8. Don’t give up easily on the journal you prefer. Would you be willing to write a response to reviewers longer than your paper? It has been done — by researchers coping with uncomprehending reviewers, in last ditch attempts to get into top journals rather than settle for lesser ones. And sometimes it works. The point here is that whenever you believe that decision makers have misunderstood your work, an articulate response may convince them to reconsider. Whether your presubmission query was declined, or your submission was rejected without review, or reviewers trashed your paper, try again, politely, to get them to see it your way. Phoning the editor may help. However, if they turn you down and they did understand your work, that’s different. Accept defeat gracefully and try another journal.
9. Write the cover letter right. Seeing virtue in brevity — “Dear Editor: Here’s my paper. Publish it, quick! Sincerely yours,”— some authors forget that cover letters are opportunities to persuade. Don’t be so brief as to jeopardize the main goals: (1) to get the editor excited about your work; (2) to head off any anticipated objections to your paper; and (3) to steer the editor toward qualified reviewers. It is risky to rely on your abstract alone to excite the editor. Instead, use the letter to explain as you would to a colleague not in your field why your results matter to the journal’s readers. As to reviewers, editors seldom know experts in every specialty, so help them by offering names of reviewers qualified to fairly assess your work. And it helps to explain why you recommend them. For example: “We suggest Dr. X because she is an expert in the ABC technique we used extensively; many in our field are unfamiliar with the subtleties of interpreting ABC data.”

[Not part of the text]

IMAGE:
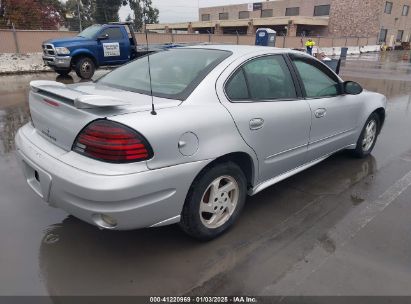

Summary. If editorial decisions were bloodless and mechanical, then publishing in the best journals would be about producing top science and nothing more. To the contrary, the decisions that determine where papers end up are subjective and open to influence by respectful and reasoned arguments. Although no amount of persuasion will give a merely good paper a place in a journal alongside great papers, many a paper headed for rejection has been turned around because an author made a persuasive case to an editor. By being courteous and proactive in the editorial process, authors can reduce the risk that their papers will appear in journals whose prestige is less than their work deserves.